Como si se tratara de los tiempos más representativos de la Guerra Fría, Boris Johnson acaba de anunciar una polémica estrategia en materia de política exterior y seguridad nacional, que reafirma la voluntad del Reino Unido de acelerar el distanciamiento respecto de Europa apelando a un nacionalismo aceitado en una retórica populista. Parece extraño en momentos en que se necesita de la integración y del multilateralismo en el mundo para gestionar y superar la pandemia.

El eslogan ‘Global Britain’ parece revivir momentos críticos de la historia reciente del mundo, pues rompe con 30 años de reducción de capacidades militares en nombre del desarme mundial y, concretamente, resulta preocupante que se prevea un aumento del arsenal nuclear de 180 a 260 ojivas, equivalente a un aumento del 40 %. Aquello se justifica, de acuerdo con Johnson, en la aparición de amenazas, ligadas a un eventual ataque biológico o a las ciberamenazas que parecen ser el común denominador de los últimos años, especialmente en los Estados más industrializados.

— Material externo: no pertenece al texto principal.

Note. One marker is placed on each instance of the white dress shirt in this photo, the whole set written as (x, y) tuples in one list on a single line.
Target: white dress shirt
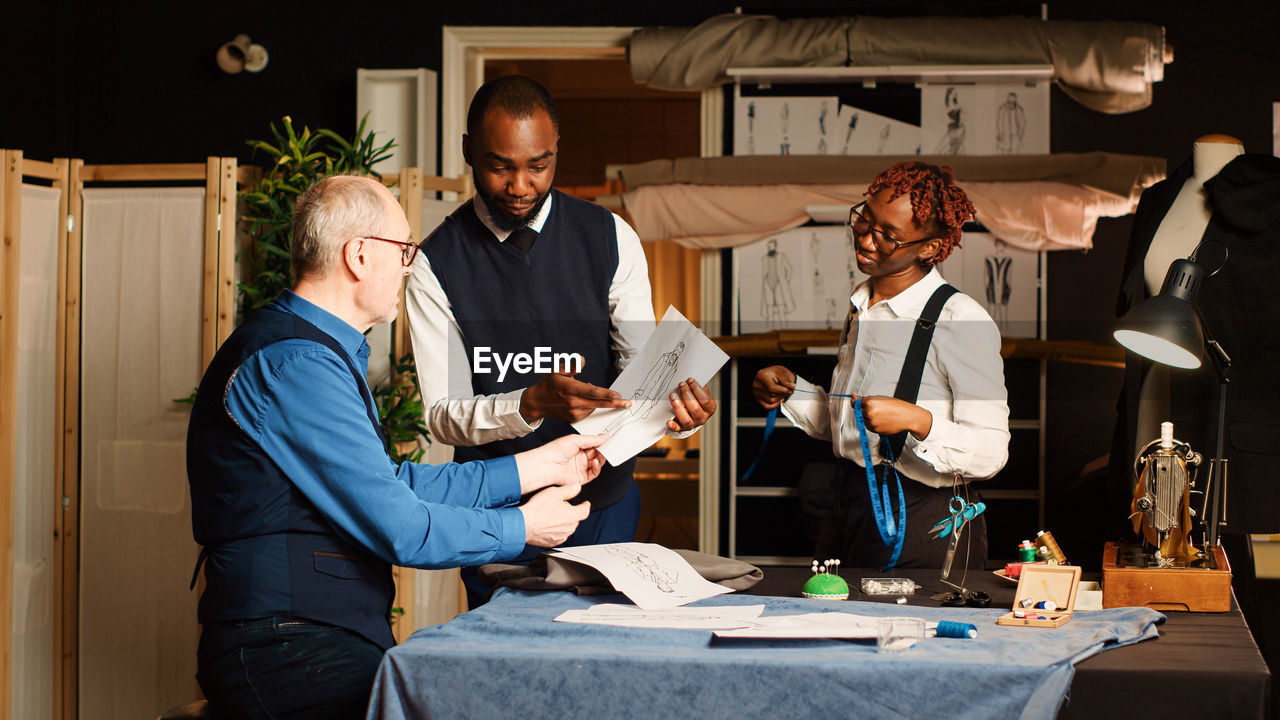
[(963, 386), (457, 417)]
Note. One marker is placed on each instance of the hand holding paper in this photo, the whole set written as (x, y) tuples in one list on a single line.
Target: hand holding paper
[(657, 384)]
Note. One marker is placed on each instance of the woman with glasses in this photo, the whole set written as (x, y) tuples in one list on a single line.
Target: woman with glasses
[(917, 406)]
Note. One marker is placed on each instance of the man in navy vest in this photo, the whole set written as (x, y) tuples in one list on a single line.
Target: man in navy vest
[(298, 507), (525, 305)]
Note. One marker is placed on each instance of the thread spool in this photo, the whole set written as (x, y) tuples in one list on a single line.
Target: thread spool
[(952, 629), (1048, 548), (1027, 551)]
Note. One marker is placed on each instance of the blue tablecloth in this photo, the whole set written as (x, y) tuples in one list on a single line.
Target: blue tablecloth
[(508, 659)]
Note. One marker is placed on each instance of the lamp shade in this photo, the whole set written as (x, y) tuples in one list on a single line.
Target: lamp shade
[(1166, 328)]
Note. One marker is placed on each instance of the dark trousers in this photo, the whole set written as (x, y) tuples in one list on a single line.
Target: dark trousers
[(616, 523), (851, 536), (286, 668)]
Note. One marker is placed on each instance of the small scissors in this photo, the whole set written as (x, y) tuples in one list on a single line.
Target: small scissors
[(960, 515)]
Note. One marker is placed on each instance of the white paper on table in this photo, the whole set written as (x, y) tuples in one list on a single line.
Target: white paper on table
[(652, 575), (716, 618), (837, 625), (675, 351)]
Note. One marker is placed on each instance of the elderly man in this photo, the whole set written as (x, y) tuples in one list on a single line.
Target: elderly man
[(524, 270), (295, 500)]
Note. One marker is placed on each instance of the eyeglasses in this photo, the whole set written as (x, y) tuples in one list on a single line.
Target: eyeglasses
[(408, 250), (886, 244)]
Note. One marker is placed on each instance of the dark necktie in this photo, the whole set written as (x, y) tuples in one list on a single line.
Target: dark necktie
[(522, 238)]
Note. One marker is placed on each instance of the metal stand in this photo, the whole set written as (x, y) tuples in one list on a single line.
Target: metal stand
[(1215, 487)]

Se trata, en últimas, de fortalecer su capacidad de disuasión a través del incremento del poderío nuclear, máxima presente y constante a lo largo de la Guerra Fría y, cuya reemergencia, traduce un reto de envergadura para la estabilidad europea conseguida luego de décadas de tensiones, divisiones y conflictos sangrientos.

La estrategia británica parece una reedición de un guion anacrónico del conflicto este-oeste, por la forma en que se aborda el tema de Rusia etiquetada como una amenaza a la seguridad nacional y sobre el conjunto de Europa, y valga recordar, con quien Reino Unido ha tenido varios impasses en el pasado reciente. Uno de los episodios más críticos fue el intento de asesinato del agente ruso Sergei Skripal en territorio británico y las acusaciones que, desde entonces, Londres ha hecho sobre Moscú por su supuesta autoría. De igual forma, el gobierno británico se ha sumado a la ola de críticas por el proceso judicial del líder opositor Alexey Navalny, principal punto de discordia entre Rusia y Occidente, como alguna vez lo fue la guerra en Georgia y Ucrania. En todos estos episodios tanto Europa como Estados Unidos obtienen provecho de agitar la bandera de la amenaza rusa, para obtener niveles de cohesión internos y regionales. Johnson aplica esta lógica análogamente a China con quien, en el último tiempo, se han vuelto frecuente los impasses diplomáticos a raíz de tres temas espinosos: la autonomía de Hong Kong restituida al gigante asiático en los noventa, las acusaciones contra la empresa china Huawei de atentar contra la ciberseguridad británica y la represión de la población uigur y que ha derivado en una serie de sanciones en contra de la República Popular por parte de autoridades tanto británicas como estadounidenses.

La estrategia que supone un distanciamiento cada vez más irreversible respecto de la Unión Europea posiciona al Reino Unido como una potencia militar en búsqueda de influencia en el mundo, sobre todo en el plano comercial y con intereses marcados en la zona del Asia Pacífico. Esto parece responder a un escenario que en nada tiene que ver con el mundo actual, donde los patrones de intercambio comercial, las inversiones, el libre comercio, y el sistema financiero son blanco de innumerables críticas por la vulnerabilidad que representan y como agravantes de la peor pandemia en la historia de la humanidad de la que se tenga consciencia en tiempo real. Aunque la coyuntura parecería condenar el nacionalismo populista, la realidad es otra y todavía se pueden constatar los peligros del discurso que apela a la defensa y al aumento desproporcionado de capacidad militares para garantizar la seguridad. El esquema no solo está condenado al fracaso, sino que se corre el grave riesgo de que sea imitado por terceros y se revivan, quien lo creyera, los tiempos más oscuros de la Guerra Fría, en los que el mundo corrió el riesgo fundado de un afrontamiento nuclear, químico y biológico con efectos devastadores e irreparables.